1 teaspoon lemon juice

1 ¼ cups low salt chicken broth or chicken stock

sea salt, to taste

cracked ground pepper, to taste

  1. Prepare fresh grape leaves: Bring cold water to a boil in a large 6 quart pot and carefully remove this hot pot from heat. Submerge the grape leaves for 2-3 minutes in the boiled water and gently push down with a wooden spoon. Carefully remove the grape leaves and rinse with cold water. Lay them out on a paper towel to dry.

  2. Make the filling: Saute yellow onion, garlic scapes, asparagus and kale in olive oil in a nonstick pan for ~ 5 minutes on medium heat. Add the cooked chicken and the fresh parsley and continue to cook this for another 4 minutes. Add the cooked couscous or rice, sea salt and pepper to filling mixture. Remove from heat and let cool for a few minutes.

  3. Filling the grape leaves: Flip each grape leaf over (with shiny side down). Remove stem with a sharp scissor or knife. Use a teaspon to place a small amount of the filling along the spot where the grape leaf stems join. Flip this over once to seal your frape leaf. Then fold your grape leaf sides in and then roll up to form a small packet.
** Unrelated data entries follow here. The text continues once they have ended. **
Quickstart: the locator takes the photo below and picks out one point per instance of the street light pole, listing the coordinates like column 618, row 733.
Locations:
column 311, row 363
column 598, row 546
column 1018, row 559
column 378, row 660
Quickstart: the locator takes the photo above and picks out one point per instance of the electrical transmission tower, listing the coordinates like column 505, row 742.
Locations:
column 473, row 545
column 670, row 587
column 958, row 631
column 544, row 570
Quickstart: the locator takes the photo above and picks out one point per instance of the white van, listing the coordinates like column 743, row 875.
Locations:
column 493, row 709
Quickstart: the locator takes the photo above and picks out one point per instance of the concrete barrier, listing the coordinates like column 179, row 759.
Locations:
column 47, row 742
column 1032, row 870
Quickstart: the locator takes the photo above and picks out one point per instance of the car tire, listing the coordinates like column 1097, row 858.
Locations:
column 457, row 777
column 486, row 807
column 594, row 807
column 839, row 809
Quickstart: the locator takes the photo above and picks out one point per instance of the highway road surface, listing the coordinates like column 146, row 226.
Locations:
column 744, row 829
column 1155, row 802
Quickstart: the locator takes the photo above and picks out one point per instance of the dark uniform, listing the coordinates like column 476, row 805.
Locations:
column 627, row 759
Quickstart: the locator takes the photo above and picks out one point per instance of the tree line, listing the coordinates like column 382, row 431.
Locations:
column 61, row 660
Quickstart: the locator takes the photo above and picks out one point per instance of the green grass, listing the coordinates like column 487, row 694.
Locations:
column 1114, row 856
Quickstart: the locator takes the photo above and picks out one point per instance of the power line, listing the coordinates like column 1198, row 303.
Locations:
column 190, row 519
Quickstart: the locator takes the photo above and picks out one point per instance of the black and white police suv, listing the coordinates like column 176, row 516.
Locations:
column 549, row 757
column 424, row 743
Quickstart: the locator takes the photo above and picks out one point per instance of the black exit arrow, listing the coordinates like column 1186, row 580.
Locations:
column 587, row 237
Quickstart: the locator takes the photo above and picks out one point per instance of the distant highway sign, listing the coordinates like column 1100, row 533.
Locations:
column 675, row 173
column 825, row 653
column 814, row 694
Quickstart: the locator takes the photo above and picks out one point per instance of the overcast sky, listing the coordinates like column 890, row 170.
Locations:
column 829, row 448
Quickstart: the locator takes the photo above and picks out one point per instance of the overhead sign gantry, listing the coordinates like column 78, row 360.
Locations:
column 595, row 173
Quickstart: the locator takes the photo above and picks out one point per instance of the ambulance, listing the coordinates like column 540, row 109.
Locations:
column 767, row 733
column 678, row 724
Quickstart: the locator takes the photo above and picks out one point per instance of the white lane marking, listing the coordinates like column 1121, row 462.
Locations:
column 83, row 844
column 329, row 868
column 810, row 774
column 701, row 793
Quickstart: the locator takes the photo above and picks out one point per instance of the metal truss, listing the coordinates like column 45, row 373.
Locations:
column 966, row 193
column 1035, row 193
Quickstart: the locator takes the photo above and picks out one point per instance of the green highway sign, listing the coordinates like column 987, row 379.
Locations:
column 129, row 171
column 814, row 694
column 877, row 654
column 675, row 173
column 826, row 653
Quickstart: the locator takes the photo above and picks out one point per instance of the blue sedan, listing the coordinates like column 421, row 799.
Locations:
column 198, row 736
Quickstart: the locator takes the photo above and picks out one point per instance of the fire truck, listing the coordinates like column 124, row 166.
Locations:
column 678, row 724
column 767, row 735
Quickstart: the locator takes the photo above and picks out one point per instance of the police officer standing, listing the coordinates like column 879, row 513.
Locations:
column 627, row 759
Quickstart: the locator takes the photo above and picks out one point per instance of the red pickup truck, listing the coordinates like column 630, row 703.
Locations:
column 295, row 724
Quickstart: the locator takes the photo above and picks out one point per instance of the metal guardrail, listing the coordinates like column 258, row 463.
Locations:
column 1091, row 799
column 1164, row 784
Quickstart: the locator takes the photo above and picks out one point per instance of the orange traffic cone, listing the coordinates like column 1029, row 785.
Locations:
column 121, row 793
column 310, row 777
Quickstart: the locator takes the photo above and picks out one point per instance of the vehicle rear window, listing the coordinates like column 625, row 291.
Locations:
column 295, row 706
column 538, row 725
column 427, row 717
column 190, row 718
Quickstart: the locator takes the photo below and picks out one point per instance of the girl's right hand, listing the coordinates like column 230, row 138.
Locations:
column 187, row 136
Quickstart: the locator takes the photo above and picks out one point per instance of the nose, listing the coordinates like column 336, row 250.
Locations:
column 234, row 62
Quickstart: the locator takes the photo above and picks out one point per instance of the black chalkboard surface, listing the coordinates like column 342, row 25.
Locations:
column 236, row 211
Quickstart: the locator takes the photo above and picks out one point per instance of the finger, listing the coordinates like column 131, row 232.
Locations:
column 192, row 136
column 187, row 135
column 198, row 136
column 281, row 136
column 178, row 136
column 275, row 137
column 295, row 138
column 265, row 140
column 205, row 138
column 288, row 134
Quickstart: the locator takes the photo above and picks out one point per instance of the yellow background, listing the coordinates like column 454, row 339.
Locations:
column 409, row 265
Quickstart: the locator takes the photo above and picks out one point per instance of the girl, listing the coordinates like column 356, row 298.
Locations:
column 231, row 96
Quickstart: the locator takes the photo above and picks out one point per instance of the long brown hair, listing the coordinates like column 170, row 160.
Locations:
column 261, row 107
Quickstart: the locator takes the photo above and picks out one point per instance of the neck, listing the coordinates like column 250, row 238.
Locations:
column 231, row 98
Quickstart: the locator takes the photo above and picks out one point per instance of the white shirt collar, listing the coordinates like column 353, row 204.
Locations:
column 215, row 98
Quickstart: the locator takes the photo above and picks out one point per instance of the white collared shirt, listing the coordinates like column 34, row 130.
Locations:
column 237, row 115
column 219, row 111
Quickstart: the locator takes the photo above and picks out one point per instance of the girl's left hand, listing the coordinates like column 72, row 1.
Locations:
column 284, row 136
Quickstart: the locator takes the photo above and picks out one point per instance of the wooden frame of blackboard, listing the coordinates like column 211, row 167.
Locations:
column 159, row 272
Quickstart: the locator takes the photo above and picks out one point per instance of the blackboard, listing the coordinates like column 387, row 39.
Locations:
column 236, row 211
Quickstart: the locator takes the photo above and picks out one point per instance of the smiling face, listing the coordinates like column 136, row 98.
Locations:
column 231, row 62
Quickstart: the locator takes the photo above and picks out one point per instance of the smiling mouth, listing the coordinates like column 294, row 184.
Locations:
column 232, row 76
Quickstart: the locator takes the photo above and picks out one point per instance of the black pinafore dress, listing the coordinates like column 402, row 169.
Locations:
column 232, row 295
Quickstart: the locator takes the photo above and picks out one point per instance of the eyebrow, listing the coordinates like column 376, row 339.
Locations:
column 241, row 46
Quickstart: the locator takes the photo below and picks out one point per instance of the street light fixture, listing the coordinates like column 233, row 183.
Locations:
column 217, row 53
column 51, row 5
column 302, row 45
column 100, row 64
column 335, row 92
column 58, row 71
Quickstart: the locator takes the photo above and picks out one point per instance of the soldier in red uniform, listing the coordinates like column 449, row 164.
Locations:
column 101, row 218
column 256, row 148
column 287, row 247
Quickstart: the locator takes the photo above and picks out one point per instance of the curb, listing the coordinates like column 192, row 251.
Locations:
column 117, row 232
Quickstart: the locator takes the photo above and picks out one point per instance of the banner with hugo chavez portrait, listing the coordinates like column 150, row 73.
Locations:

  4. Preheat oven to 350 degrees

  5. Baking the Grape leaves: Place the stuffed grape leaves, seam side down in a deep glass or ceramic baking dish. Place grape leaves close together (and if layers if necessary).

  6. Mix chicken broth and lemon juice. Pour over grape leaves, making sure the liquid fills at least ½ the baking dish. If needed, add more chicken broth.

  7. Cover dish with aluminum foil and bake ~ 40 minutes.

  8. Serve warm or cooled to room temperature. Enjoy!